Potensi akan pergerakan kooperatif sendiri telah terlihat secara jelas oleh Sukarno dan Hatta pada masa Pergerakan Nasional, di mana mereka melihat akan adanya Perang Pasifik yang terjadi dan bahwa pergerakan Jepang kepada Indonesia bisa membawanya kepada kemerdekaan. Setelah Jepang “menyelamatkan” Soekarno dari Belanda yang memindahkannya ke Padang, mereka berencana menggunakannya untuk memengaruhi rakyat Indonesia. Namun tanpa mereka sadar, Soekarno pun juga ingin menggunakan mereka demi kemerdekaan Indonesia dan mengutarakan ungkapan: “Puji syukur Tuhan, Tuhan telah menunjukkan jalan; di lembah Ngarai aku berkata: Ya, kemerdekaan Indonesia hanya dapat dicapai dengan Dai Nippon.

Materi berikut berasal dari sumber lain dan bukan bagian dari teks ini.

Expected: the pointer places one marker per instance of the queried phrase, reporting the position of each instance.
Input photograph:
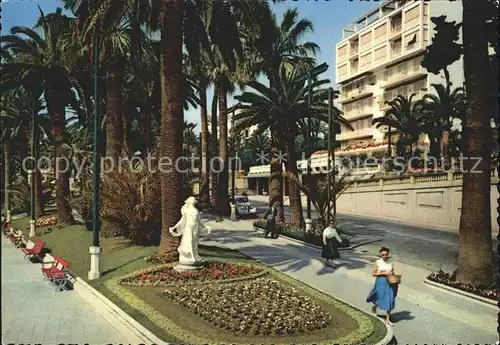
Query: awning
(256, 175)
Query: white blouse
(329, 233)
(383, 266)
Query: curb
(105, 306)
(461, 293)
(302, 242)
(123, 322)
(389, 336)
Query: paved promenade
(32, 313)
(422, 315)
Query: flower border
(364, 331)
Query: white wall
(453, 12)
(432, 201)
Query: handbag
(394, 279)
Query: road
(426, 248)
(423, 314)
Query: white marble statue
(189, 227)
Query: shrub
(448, 279)
(21, 196)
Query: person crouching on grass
(330, 251)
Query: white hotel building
(379, 58)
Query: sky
(328, 16)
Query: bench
(37, 250)
(57, 273)
(6, 228)
(16, 238)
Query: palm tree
(199, 72)
(257, 145)
(279, 45)
(437, 115)
(475, 259)
(403, 117)
(18, 111)
(283, 110)
(41, 62)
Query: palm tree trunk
(475, 259)
(296, 214)
(55, 107)
(39, 202)
(7, 180)
(214, 150)
(389, 143)
(276, 175)
(127, 129)
(146, 129)
(445, 139)
(114, 116)
(222, 206)
(205, 171)
(172, 120)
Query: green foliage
(443, 50)
(129, 197)
(317, 191)
(402, 116)
(21, 196)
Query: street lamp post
(329, 197)
(33, 173)
(498, 247)
(309, 149)
(332, 145)
(233, 163)
(95, 249)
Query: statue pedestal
(188, 267)
(233, 212)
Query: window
(387, 74)
(343, 51)
(412, 14)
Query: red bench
(57, 273)
(6, 228)
(37, 250)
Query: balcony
(354, 49)
(357, 93)
(389, 96)
(354, 113)
(396, 26)
(396, 52)
(356, 134)
(415, 72)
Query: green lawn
(119, 258)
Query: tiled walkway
(32, 313)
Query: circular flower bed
(442, 277)
(46, 221)
(258, 307)
(164, 276)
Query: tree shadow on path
(282, 253)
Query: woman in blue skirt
(383, 293)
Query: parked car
(243, 206)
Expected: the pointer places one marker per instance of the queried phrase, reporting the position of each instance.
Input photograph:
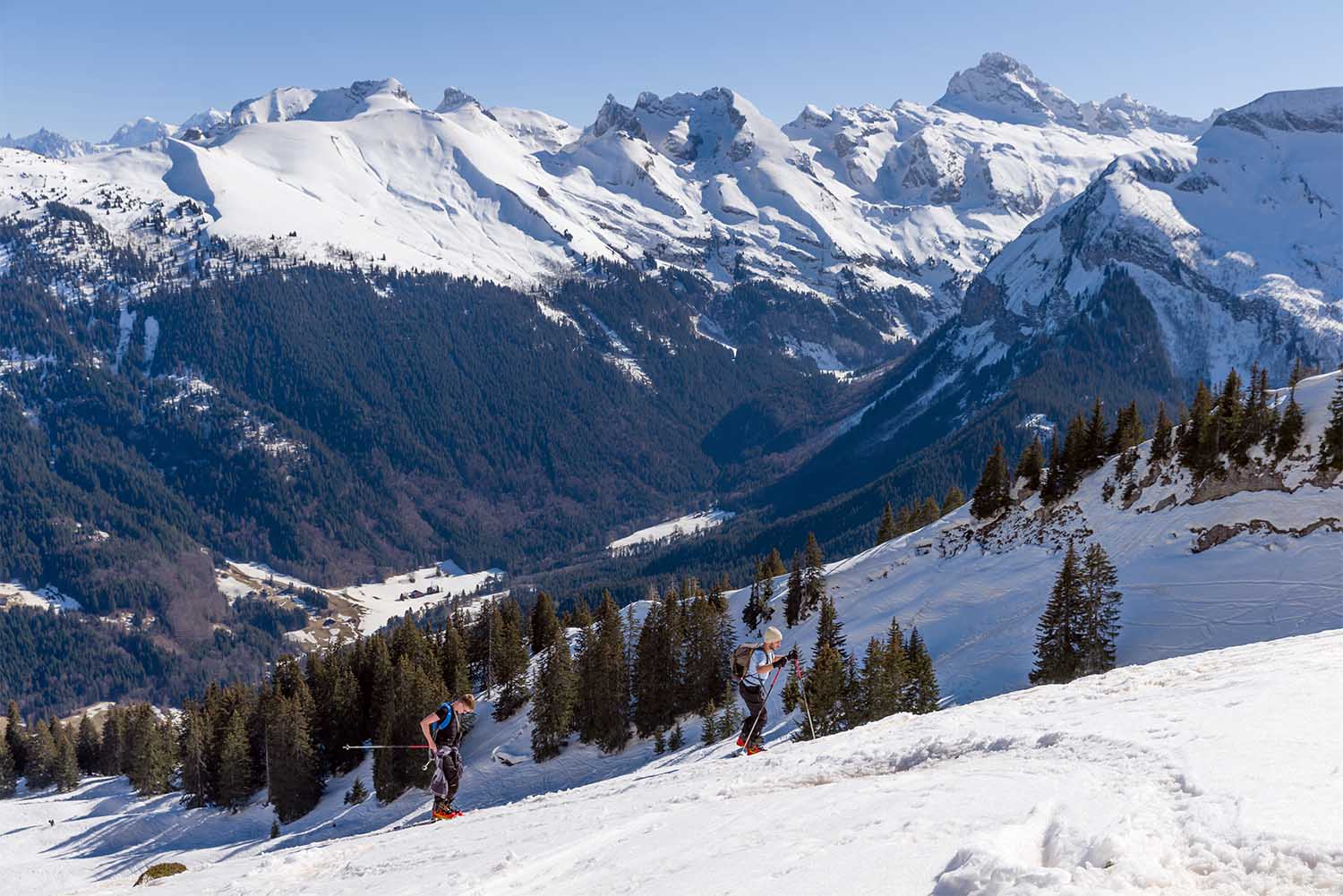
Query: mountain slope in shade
(1209, 772)
(908, 201)
(1236, 243)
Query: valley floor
(1214, 772)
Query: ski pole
(386, 747)
(802, 689)
(773, 680)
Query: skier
(759, 667)
(442, 731)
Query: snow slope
(1237, 241)
(915, 196)
(1214, 772)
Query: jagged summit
(1002, 89)
(140, 132)
(454, 99)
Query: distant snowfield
(688, 525)
(1213, 772)
(15, 595)
(375, 603)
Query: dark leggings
(754, 695)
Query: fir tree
(552, 704)
(1093, 439)
(886, 527)
(8, 780)
(1099, 613)
(1331, 442)
(66, 769)
(235, 767)
(677, 738)
(545, 625)
(813, 576)
(794, 608)
(1162, 435)
(356, 794)
(993, 493)
(86, 748)
(451, 657)
(195, 756)
(1031, 466)
(42, 756)
(16, 737)
(1052, 490)
(921, 692)
(510, 664)
(1289, 430)
(1057, 641)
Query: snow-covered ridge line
(912, 199)
(1213, 770)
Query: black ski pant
(448, 775)
(757, 715)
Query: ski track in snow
(1216, 772)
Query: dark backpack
(741, 660)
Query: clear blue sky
(83, 67)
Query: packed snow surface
(688, 525)
(1216, 772)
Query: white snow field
(680, 527)
(1216, 772)
(918, 196)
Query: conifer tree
(1162, 435)
(1289, 430)
(544, 624)
(8, 780)
(1057, 641)
(112, 750)
(552, 704)
(148, 766)
(1331, 442)
(451, 657)
(510, 664)
(1099, 613)
(921, 692)
(1128, 430)
(813, 576)
(16, 735)
(195, 756)
(677, 738)
(794, 606)
(66, 769)
(295, 772)
(1052, 488)
(1031, 466)
(886, 527)
(993, 493)
(42, 756)
(86, 748)
(235, 769)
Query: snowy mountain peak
(1002, 89)
(47, 142)
(454, 99)
(140, 132)
(1318, 110)
(614, 115)
(338, 104)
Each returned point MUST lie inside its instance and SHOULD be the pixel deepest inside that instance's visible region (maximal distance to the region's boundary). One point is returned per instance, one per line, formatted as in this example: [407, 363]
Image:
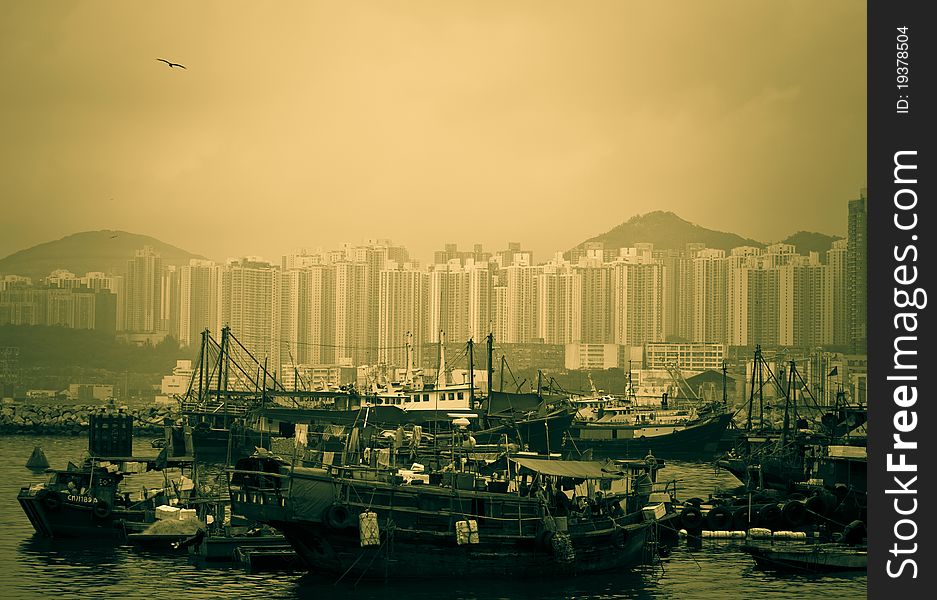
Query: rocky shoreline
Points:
[47, 419]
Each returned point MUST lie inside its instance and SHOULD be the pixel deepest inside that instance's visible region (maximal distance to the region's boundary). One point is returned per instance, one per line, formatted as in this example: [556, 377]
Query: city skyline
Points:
[467, 123]
[360, 304]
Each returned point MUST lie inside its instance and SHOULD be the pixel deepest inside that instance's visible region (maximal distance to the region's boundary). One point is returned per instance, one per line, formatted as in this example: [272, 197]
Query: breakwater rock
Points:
[73, 420]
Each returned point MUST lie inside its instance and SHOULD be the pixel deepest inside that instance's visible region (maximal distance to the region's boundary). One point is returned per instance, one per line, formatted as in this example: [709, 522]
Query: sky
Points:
[311, 124]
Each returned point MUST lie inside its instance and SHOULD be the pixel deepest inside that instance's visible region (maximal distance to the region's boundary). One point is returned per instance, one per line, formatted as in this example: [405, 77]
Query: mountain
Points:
[811, 241]
[666, 231]
[104, 250]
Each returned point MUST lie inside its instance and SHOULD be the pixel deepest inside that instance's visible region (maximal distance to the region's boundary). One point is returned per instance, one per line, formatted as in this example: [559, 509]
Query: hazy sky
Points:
[313, 123]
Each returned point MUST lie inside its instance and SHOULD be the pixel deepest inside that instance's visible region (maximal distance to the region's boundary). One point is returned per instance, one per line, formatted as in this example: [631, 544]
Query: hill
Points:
[811, 241]
[104, 250]
[666, 231]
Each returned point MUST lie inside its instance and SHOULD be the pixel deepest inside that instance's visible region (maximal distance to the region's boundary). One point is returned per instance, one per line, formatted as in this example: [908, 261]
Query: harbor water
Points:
[33, 567]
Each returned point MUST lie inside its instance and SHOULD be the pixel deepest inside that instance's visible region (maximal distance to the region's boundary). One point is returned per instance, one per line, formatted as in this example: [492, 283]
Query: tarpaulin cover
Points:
[310, 498]
[570, 468]
[505, 402]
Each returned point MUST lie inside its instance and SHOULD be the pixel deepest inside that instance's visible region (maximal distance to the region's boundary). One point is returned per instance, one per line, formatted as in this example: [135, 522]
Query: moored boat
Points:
[361, 522]
[815, 558]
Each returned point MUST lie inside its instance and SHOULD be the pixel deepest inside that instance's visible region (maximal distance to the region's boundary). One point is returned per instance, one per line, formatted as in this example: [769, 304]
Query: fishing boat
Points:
[628, 433]
[620, 427]
[812, 558]
[359, 522]
[226, 424]
[822, 445]
[94, 498]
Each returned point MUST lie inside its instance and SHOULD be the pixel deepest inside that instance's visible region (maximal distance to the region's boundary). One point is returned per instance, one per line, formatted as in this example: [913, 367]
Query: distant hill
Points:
[811, 241]
[104, 250]
[666, 231]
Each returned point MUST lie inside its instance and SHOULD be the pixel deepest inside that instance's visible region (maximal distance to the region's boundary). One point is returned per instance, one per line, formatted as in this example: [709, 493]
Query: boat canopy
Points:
[580, 469]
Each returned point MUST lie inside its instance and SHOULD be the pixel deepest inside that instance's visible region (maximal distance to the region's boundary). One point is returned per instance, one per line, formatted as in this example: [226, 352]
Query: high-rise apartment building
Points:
[709, 291]
[144, 291]
[857, 272]
[836, 258]
[638, 293]
[403, 295]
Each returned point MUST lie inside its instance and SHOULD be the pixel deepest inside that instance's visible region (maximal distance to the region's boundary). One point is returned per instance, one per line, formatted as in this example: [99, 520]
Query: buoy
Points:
[337, 517]
[795, 513]
[691, 517]
[37, 460]
[719, 518]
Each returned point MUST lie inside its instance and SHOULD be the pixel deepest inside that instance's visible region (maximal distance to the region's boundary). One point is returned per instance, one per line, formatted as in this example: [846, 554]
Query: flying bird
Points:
[171, 65]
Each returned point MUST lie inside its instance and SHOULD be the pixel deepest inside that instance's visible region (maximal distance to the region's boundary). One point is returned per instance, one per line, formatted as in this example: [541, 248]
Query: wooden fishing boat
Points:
[814, 558]
[361, 522]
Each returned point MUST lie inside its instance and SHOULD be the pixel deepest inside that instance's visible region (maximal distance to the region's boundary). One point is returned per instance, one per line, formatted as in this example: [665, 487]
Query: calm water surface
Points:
[32, 567]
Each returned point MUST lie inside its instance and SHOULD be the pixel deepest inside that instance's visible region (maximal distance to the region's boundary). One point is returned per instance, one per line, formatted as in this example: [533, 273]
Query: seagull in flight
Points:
[171, 65]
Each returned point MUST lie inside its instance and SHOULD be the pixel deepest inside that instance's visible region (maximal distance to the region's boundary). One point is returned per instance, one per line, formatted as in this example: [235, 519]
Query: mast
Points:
[408, 378]
[490, 342]
[201, 365]
[725, 369]
[787, 404]
[751, 395]
[223, 371]
[471, 351]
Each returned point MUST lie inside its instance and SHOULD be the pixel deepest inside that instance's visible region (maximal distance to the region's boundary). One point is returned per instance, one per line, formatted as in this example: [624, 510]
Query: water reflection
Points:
[34, 567]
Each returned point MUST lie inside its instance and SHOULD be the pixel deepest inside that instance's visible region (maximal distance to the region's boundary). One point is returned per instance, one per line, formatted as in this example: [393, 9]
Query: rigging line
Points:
[270, 339]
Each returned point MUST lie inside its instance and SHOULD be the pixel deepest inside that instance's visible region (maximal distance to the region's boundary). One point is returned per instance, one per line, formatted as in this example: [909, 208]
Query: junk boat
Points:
[619, 427]
[533, 517]
[93, 499]
[228, 422]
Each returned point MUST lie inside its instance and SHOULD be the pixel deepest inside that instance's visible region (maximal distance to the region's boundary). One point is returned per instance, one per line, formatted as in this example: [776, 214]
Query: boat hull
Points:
[415, 556]
[77, 520]
[814, 560]
[701, 440]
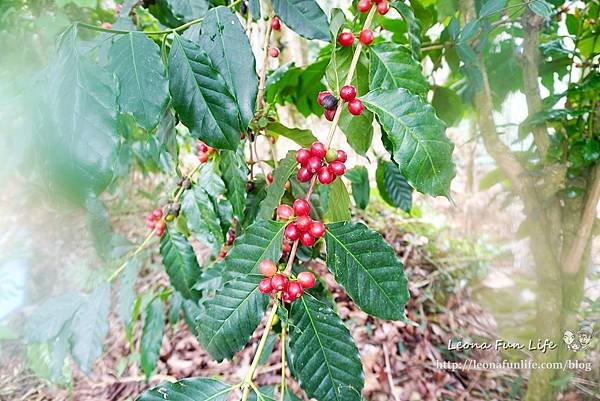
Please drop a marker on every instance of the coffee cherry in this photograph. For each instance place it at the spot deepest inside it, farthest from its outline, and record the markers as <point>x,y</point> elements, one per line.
<point>363,5</point>
<point>337,168</point>
<point>295,290</point>
<point>322,95</point>
<point>355,107</point>
<point>284,212</point>
<point>279,282</point>
<point>306,279</point>
<point>366,37</point>
<point>346,38</point>
<point>304,175</point>
<point>317,149</point>
<point>265,286</point>
<point>330,102</point>
<point>317,229</point>
<point>307,239</point>
<point>303,223</point>
<point>325,176</point>
<point>383,7</point>
<point>275,24</point>
<point>274,52</point>
<point>292,232</point>
<point>329,114</point>
<point>267,268</point>
<point>314,164</point>
<point>348,92</point>
<point>301,207</point>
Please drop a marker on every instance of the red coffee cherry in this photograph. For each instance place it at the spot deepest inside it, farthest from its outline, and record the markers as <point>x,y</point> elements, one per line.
<point>301,207</point>
<point>267,268</point>
<point>307,239</point>
<point>348,92</point>
<point>265,286</point>
<point>306,279</point>
<point>366,37</point>
<point>292,232</point>
<point>346,38</point>
<point>284,212</point>
<point>356,107</point>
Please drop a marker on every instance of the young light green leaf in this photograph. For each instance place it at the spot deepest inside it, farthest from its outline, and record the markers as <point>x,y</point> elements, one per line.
<point>228,47</point>
<point>359,177</point>
<point>393,66</point>
<point>305,17</point>
<point>392,186</point>
<point>231,316</point>
<point>180,262</point>
<point>421,147</point>
<point>366,266</point>
<point>323,354</point>
<point>196,388</point>
<point>136,62</point>
<point>338,202</point>
<point>201,96</point>
<point>154,326</point>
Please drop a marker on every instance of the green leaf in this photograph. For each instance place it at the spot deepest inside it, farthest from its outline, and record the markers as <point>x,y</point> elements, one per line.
<point>358,130</point>
<point>262,240</point>
<point>359,178</point>
<point>201,96</point>
<point>303,137</point>
<point>154,326</point>
<point>287,166</point>
<point>305,17</point>
<point>225,41</point>
<point>90,327</point>
<point>338,202</point>
<point>366,266</point>
<point>323,353</point>
<point>231,316</point>
<point>392,186</point>
<point>180,262</point>
<point>393,66</point>
<point>136,62</point>
<point>201,217</point>
<point>196,388</point>
<point>421,147</point>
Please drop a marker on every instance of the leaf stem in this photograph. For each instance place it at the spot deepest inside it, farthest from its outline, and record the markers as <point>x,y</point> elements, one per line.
<point>247,382</point>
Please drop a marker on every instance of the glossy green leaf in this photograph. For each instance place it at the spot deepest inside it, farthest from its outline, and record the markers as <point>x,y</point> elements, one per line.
<point>367,267</point>
<point>151,341</point>
<point>323,354</point>
<point>392,186</point>
<point>225,41</point>
<point>359,178</point>
<point>136,62</point>
<point>231,316</point>
<point>180,262</point>
<point>285,169</point>
<point>305,17</point>
<point>196,388</point>
<point>303,137</point>
<point>393,66</point>
<point>421,147</point>
<point>201,96</point>
<point>338,202</point>
<point>262,240</point>
<point>90,327</point>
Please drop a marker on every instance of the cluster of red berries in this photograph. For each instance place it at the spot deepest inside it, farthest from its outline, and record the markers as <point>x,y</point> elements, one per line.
<point>275,282</point>
<point>327,164</point>
<point>155,222</point>
<point>203,151</point>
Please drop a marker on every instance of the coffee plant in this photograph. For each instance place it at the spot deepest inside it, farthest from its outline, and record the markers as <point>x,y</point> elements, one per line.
<point>172,78</point>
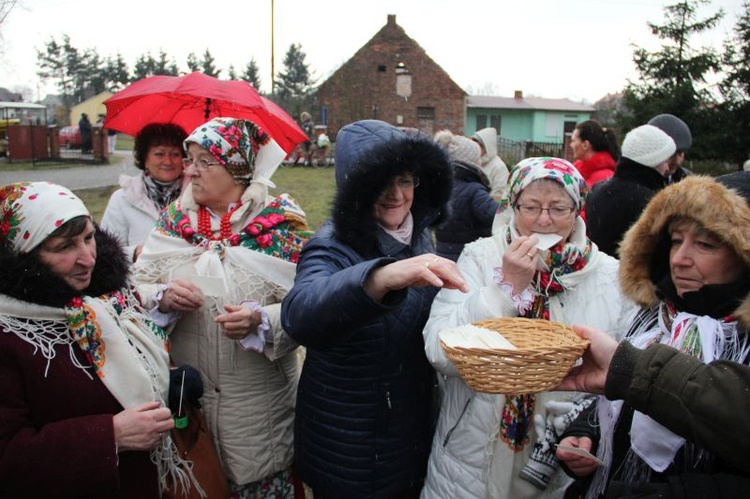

Untuk pertama kalinya dalam seumur
hidupku aku melihat diriku pada cermin Asia.” Pada Juli 1942, Soekarno
dipulangkan ke Jakarta dan menjadi “boneka” bagi pergerakan Jepang di
Indonesia. Mulai dari menjadi pemimpin propaganda 3A, pemimpin POETERA bersama
dengan Empat Serangkai yang bertujuan untuk mendukung Jepang beserta segala
komponennya, sampai mendukung rakyat untuk mendaftar dalam PETA dan Heiho
dilakukannya untuk memanfaatkan kepercayaan Jepang terhadap dirinya dan rekan-rekannya.
Berbeda
dengan Sutan Sjahrir, yang pada masa penjajahan Jepang kurang banyak menjajaki
wajah publik karena “penyakit tuberkolosis” yang dideritanya. Walaupun
sebenarnya hal tersebut hanyalah sebagai “tirai” untuk pergerakan bawah tanah
aktif dengan beliau sebagai pemimpinnya, karena menolak untuk bekerja sama
dengan Jepang. Beberapa aksi yang dilakukannya adalah mendengarkan radio milik
Sekutu melalui radionya yang tidak disegel Jepang demi menyebarluaskan
informasi baru mengenai Jepang dan dunia, serta membangun diskusi antar
golongan muda yang memiliki pikiran sama dengannya.
Terlihat
jelas bahwa dalam keduanya, walaupun berbeda dalam jalur dan ideologi, kedua
bentuk perjuangan tersebut menjadi kekuatan tersendiri bagi Indonesia. Mengapa?
Karena Indonesia akhirnya bisa “menyerang” dari dua sisi sekaligus, di mana pergerakan
kooperatif seperti yang dilakukan oleh Soekarno membantu diplomasi dengan
Jepang secara politis, dan pergerakan non kooperatif ala Sjahrir memberikan
informasi penting dan menyatukan rakyat secara sembunyi, sehingga Indonesia
memiliki kekuatan dalam segala aspek. Pergerakan yang mereka lakukan berjalan
seperti sistem politik dunia saat ini, yang bergerak dengan diplomasi dan
spionase antar negara berdaulat secara efektif.
Indonesia
sebagai negara yang memiliki kewenangan akan dirinya sendiri sekarang ialah
milik bangsa Indonesia secara mandiri, dengan bentuk dan pemerintahan yang
konkret beserta dengan berbagai komponen di dalamnya. Namun tanpa kita sadari,
bangsa Indonesia yang ada sekarang merupakan akulturasi dari pelbagai budaya dan bangsa
yang pernah singgah dan tinggal di sini, tidak terkecuali dengan bangsa Jepang.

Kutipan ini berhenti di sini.